El presidente Ollanta Humala ha hecho un llamado a cerrar filas señalando que el ministro Daniel Figallo actuó sin ejercer presión en el caso de la ex procuradora Yeni Vilcatoma y que todo no es más que una tormenta en un vaso con agua. “Tenemos que defender la democracia que nos ha costado tanto y no ponerla en vilo o riesgo por intereses subalternos o campañas electorales”, ha expresado.
Al borde de los tres cuartos de su gobierno, y cerca de su salida, el jefe de Estado nos invita a reflexionar, defender y consolidar nuestra magra institucionalidad. Nadie en su sano juicio puede estar en desacuerdo y ningún peruano consciente o responsable puede rehuir al llamado de nuestra autoridad suprema.
Pero en los hechos la oposición política y la prensa independiente no son los responsables de envilecer el sistema, sino, como vemos, los gobiernos, que no entienden precisamente la importancia de fortalecer las instituciones, y las mantienen independientes del poder político, eficientes para servir a los ciudadanos y moralmente solventes para no afectar su legitimidad.
Y aquí los buenos deseos de nuestro mandatario se estrellan contra la realidad de su gestión que no ha sido ni remotamente un buen ejemplo de su nueva prédica. El Estado no luce mejor que como se le recibió. En lugar de avanzar, hemos retrocedido y no solo en indicadores económicos sino en morales, éticos e institucionales.
Y quien comenzó por debilitar la institucionalidad de la propia presidencia fue su esposa manteniendo una ilegal candidatura proclamada en su momento por todos sus voceros, la misma que hoy, frente al descalabro, parece un sueño de verano. O cuando ordenó a su asesor legal que cite intimidatoriamente a funcionarios, ministros o magistrados alentando un poder paralelo.

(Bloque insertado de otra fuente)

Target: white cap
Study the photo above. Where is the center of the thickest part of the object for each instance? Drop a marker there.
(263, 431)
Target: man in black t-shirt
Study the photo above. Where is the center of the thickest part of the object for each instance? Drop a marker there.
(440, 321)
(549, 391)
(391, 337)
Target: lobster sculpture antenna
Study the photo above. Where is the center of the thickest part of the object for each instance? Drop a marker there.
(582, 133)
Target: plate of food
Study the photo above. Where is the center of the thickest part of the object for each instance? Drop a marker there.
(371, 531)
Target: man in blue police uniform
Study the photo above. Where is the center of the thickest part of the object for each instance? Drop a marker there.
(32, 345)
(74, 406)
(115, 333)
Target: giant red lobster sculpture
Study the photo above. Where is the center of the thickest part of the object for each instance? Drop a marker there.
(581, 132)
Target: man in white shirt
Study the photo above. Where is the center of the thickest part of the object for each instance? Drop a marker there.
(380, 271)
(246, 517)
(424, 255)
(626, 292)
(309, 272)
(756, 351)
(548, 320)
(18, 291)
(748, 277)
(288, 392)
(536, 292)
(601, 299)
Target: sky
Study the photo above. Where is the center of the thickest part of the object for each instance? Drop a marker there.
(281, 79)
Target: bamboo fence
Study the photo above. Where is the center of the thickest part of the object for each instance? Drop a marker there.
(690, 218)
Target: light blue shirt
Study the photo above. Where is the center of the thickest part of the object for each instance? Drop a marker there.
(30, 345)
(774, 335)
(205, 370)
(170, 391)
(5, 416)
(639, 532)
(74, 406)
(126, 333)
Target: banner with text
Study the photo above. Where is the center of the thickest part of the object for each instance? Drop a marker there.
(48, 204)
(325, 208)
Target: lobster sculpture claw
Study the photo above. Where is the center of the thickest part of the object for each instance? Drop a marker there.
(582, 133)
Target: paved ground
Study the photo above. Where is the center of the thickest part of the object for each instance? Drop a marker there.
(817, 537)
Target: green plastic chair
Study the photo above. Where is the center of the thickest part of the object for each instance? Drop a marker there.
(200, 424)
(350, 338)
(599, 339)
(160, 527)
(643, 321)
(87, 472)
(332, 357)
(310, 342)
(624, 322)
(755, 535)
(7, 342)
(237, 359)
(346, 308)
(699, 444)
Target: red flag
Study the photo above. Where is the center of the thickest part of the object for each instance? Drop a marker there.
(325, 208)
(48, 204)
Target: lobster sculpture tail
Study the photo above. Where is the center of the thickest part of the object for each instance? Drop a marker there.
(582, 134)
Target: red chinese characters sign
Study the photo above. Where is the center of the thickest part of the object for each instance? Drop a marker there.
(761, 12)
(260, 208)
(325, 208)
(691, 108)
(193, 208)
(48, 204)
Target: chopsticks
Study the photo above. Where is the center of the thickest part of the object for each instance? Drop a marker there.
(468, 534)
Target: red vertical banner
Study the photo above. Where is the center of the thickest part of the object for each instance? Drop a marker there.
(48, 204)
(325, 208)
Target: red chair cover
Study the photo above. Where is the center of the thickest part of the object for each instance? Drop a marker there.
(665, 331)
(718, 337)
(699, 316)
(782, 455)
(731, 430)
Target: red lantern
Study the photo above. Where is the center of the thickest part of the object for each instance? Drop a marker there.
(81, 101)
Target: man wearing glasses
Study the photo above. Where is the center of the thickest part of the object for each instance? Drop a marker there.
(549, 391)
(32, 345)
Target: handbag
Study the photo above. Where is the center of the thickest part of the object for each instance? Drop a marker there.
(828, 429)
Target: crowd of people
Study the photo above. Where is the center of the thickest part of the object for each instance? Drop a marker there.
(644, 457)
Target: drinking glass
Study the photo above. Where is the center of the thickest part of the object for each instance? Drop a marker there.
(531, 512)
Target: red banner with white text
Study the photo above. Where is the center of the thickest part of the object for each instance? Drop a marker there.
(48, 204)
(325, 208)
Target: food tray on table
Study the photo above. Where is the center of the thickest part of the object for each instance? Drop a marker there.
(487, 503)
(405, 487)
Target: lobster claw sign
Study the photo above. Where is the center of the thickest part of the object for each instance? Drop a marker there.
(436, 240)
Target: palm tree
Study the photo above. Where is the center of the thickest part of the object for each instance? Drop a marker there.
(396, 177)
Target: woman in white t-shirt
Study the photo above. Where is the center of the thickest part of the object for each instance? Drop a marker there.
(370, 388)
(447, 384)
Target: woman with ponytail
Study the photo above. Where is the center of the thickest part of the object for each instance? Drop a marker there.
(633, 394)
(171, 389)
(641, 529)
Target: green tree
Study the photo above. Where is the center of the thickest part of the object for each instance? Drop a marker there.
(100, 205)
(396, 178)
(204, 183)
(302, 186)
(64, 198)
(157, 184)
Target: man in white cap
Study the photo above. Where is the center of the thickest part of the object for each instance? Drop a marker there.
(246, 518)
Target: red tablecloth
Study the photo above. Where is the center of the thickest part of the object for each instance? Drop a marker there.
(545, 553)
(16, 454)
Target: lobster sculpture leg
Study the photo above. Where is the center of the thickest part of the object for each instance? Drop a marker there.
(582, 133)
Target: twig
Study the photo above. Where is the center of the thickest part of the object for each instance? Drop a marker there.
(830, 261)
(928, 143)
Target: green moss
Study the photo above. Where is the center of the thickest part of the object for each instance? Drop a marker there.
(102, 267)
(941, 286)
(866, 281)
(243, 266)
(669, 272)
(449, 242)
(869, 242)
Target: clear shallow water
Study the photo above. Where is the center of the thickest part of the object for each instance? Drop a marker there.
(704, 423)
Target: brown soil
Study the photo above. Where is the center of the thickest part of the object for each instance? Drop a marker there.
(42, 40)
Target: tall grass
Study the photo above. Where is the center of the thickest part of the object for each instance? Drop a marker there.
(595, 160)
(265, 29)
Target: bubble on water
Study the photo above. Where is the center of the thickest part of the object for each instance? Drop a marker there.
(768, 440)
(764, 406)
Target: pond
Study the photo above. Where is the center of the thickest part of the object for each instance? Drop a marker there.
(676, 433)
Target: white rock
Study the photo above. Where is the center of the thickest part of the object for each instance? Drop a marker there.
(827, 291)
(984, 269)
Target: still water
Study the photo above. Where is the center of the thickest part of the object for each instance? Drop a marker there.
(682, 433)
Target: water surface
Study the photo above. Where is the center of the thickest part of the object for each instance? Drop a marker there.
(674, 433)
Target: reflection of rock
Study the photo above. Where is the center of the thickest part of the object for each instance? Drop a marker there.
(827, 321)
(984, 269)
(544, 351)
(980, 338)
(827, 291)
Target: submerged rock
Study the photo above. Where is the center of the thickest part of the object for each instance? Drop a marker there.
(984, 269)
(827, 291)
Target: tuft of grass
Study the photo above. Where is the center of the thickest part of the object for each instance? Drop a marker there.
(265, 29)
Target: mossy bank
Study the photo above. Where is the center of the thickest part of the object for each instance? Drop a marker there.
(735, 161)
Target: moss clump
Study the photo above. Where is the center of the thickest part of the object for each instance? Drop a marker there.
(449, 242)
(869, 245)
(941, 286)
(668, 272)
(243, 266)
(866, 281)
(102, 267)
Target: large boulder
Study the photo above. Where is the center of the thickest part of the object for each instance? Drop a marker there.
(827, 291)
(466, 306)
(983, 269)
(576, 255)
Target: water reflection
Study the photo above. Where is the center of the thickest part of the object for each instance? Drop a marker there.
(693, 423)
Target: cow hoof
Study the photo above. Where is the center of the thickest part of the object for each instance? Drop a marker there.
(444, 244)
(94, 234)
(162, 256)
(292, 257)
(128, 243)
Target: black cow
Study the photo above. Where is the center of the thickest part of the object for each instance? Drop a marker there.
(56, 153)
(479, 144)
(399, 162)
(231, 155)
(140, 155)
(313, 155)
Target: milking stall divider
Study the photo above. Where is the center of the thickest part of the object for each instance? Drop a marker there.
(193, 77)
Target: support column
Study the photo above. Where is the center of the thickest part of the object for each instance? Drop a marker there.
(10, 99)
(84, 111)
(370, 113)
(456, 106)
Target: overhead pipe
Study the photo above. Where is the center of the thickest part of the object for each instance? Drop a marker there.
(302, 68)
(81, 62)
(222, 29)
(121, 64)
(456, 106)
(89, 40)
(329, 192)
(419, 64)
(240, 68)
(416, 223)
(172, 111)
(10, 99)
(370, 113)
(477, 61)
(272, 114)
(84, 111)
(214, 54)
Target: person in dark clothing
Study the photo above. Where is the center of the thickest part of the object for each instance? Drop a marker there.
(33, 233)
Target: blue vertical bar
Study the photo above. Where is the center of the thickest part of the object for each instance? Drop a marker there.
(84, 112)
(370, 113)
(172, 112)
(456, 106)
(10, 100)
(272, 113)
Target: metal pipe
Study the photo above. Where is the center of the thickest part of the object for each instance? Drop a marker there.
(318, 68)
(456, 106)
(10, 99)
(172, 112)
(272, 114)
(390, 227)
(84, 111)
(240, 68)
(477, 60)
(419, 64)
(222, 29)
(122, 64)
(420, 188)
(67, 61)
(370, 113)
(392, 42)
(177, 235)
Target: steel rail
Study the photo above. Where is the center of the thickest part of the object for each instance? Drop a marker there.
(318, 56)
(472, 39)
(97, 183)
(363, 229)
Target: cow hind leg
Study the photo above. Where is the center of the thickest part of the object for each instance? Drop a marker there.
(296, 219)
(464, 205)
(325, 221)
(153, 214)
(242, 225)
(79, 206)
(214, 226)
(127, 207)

O en el campo político lanzando epítetos injustificados contra quienes se le oponen legítimamente, olvidando que la mayor obligación de un presidente, de un verdadero líder democrático, es consensuar y no dividir y menos insultar.
Winston Churchill escribió: “La democracia es la necesidad de doblegarse de vez en cuando a las opiniones de los demás”. Hay un imperativo de modestia, docilidad y hasta de humillación. Es decir, para avanzar, hay que fortalecer el diálogo y el respeto entre todos, sobre todo, de los oponentes. Da la impresión que Ollanta Humala jamás leyó a Churchill y es seguro que, si lo hace, ni él ni muchos de los que lo acompañan lo entenderán.